# **Name** - Manu Mathew
# **StudentID** - 8990691

**Objective** - The primary objective of the Lab is to build and compare image classification model that can accurately distinguish the images of cats and dogs. In this notebook, 
- We first prepare a manageable dataset of 5000 images where 2500 images are of dogs and 2500 images are of cats.
- Then we perform the exploratory data analysis (EDA) to understand the dataset characteristics and identify data quality issues.
- Train and evaluate two deep learning models:
    - A custom-defined Convolutional Neural Network (CNN).
    - A fine-tuned VGG16 model pre-trained on ImageNet.
- Explore the relative performance of the models.

`Approach`: 
- Data:
    Use 5000 images from Kaggle and organize them into train/test folders.

- Preprocessing:
    Resize images, normalize pixel values, apply data augmentation, and split into train/validation/test sets.

- EDA:
    Visualize sample images, check class distribution, and analyze pixel intensity.

- Model 1 - Custom CNN:
    Build and train a basic CNN with conv, pooling, and dense layers using binary classification.

- Model 2 - Fine-Tune VGG16:
    Load pre-trained VGG16 (without top), freeze base, add custom top layers, and train with the same data.

- Evaluation:
    Compare both models using accuracy, confusion matrix, precision, recall, F1-score, and PR curve.

- Error Analysis:
    Show and review misclassified images to find patterns in errors.

- Conclusion:
    Summarize which model performed better and suggest possible improvements.

## Import the dependencies

In [1]:
import os, shutil, pathlib

## Obtain the dataset

In [None]:
# orginal_dir is the directory where the original dataset is stored.
original_dir = pathlib.Path("./data/train")
# new_base_dir is the directory where the new dataset structure will be created.
# It will contain subdirectories for train, validation, and test sets.
new_base_dir = pathlib.Path("./data/kaggle_dogs_vs_cats_small")
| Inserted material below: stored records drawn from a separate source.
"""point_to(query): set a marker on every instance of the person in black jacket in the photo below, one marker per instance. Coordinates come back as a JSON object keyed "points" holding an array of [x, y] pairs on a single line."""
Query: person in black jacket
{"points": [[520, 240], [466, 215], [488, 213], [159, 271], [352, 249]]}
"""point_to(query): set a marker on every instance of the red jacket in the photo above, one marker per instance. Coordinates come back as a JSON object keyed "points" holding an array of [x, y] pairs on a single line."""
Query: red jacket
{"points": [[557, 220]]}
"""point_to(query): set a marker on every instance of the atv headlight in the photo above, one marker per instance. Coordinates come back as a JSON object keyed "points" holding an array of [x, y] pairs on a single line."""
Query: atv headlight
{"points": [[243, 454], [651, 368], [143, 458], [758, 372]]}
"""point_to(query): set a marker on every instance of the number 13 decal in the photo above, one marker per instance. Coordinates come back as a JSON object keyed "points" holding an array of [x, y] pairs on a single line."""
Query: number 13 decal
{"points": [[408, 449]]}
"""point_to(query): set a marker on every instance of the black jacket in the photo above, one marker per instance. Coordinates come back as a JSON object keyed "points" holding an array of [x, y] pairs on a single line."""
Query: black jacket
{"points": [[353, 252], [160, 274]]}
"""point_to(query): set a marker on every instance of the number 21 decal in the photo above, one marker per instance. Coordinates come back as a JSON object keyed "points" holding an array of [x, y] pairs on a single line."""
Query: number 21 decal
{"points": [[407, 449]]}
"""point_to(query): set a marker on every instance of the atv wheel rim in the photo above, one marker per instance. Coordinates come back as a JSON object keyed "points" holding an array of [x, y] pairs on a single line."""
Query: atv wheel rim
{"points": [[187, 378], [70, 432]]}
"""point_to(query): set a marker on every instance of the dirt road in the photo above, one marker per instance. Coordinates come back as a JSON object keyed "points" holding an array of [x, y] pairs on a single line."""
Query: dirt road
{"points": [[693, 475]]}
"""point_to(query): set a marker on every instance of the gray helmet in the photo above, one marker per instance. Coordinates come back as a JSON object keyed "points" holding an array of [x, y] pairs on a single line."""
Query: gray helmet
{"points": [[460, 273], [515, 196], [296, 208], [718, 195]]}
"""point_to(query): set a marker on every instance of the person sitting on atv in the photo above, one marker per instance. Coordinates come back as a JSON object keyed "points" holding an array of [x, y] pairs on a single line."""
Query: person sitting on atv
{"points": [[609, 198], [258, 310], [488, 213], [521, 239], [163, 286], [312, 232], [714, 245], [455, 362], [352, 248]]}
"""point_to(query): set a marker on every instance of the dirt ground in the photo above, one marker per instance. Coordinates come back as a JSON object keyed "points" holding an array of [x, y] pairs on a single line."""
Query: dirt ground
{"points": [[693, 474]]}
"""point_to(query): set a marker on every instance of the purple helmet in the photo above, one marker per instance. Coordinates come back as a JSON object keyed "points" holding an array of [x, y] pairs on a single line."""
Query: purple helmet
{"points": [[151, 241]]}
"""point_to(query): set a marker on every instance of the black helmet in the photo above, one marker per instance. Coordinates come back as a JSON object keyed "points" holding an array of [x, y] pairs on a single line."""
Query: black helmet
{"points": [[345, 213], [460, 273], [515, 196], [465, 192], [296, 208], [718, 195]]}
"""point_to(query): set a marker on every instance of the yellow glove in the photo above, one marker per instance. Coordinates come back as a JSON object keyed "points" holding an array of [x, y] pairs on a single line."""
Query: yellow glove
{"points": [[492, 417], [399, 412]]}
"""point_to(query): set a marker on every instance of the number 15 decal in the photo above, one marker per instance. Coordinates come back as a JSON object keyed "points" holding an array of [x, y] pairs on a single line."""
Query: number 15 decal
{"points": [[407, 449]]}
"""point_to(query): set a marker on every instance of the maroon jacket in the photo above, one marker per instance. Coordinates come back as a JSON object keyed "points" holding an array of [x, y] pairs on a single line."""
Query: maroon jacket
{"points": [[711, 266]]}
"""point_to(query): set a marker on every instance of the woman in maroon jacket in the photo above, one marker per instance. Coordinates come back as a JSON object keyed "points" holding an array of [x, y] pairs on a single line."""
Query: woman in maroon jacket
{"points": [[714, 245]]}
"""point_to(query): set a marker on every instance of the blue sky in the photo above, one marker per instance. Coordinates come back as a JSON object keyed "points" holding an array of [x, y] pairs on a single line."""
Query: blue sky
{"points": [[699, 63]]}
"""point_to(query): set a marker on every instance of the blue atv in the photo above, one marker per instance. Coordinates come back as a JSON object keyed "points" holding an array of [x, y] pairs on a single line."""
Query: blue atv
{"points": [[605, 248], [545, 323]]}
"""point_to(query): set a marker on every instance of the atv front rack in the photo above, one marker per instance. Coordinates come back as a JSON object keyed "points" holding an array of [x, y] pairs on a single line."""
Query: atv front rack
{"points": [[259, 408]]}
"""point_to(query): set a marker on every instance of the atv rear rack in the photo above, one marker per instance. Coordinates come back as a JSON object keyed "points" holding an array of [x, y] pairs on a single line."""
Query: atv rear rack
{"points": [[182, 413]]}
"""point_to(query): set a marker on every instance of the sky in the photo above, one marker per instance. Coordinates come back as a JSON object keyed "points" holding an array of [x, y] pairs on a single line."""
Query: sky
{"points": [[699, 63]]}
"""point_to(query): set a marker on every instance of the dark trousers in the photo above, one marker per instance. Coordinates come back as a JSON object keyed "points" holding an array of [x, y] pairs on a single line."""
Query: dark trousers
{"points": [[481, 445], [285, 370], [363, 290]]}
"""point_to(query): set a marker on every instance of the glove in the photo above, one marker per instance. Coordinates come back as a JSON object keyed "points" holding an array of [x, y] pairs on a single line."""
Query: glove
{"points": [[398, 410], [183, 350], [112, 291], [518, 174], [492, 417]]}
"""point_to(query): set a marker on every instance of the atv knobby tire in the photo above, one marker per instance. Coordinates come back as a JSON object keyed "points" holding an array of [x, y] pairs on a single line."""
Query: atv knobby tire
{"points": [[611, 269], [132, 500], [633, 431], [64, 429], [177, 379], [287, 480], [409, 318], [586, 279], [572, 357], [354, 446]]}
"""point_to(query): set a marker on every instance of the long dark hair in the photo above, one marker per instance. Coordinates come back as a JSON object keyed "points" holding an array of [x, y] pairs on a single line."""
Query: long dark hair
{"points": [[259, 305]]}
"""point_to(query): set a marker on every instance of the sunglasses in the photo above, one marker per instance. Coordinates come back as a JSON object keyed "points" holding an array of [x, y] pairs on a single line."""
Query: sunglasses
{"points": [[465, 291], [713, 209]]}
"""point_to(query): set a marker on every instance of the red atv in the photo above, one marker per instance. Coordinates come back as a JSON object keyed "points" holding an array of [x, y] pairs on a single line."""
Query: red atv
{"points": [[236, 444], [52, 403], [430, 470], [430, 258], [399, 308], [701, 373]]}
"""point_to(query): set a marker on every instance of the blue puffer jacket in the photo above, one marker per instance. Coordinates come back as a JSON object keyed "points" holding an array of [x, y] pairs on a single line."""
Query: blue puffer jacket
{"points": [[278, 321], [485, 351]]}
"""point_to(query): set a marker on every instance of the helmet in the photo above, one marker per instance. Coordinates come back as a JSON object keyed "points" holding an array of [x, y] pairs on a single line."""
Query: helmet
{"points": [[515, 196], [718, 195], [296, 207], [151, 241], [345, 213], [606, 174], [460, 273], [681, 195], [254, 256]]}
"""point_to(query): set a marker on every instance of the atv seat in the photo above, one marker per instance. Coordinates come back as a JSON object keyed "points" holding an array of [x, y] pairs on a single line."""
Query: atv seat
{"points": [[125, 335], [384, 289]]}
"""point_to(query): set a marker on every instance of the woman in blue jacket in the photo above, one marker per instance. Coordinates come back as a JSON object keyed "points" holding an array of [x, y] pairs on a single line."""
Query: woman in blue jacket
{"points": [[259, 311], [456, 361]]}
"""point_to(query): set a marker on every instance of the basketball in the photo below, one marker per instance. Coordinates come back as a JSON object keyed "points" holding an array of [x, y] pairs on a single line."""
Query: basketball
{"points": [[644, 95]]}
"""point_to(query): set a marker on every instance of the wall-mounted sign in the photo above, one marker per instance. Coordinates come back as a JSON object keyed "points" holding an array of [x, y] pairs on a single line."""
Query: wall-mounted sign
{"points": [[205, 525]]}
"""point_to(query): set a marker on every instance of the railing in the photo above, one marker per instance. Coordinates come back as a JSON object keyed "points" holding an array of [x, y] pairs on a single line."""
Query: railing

# Create the new base directory if it doesn't exist
def make_subset(subset_name, start_index, end_index):
    for category in ("cat", "dog"):
        dir = new_base_dir / subset_name / category
        os.makedirs(dir)
        fnames = [f"{category}.{i}.jpg" for i in range(start_index, end_index)]
        for fname in fnames:
            shutil.copyfile(src=original_dir / fname,
                            dst=dir / fname)

# Create train, validation, and test subsets
make_subset("train", start_index=0, end_index=1000)
make_subset("validation", start_index=1000, end_index=1500)
make_subset("test", start_index=1500, end_index=2500)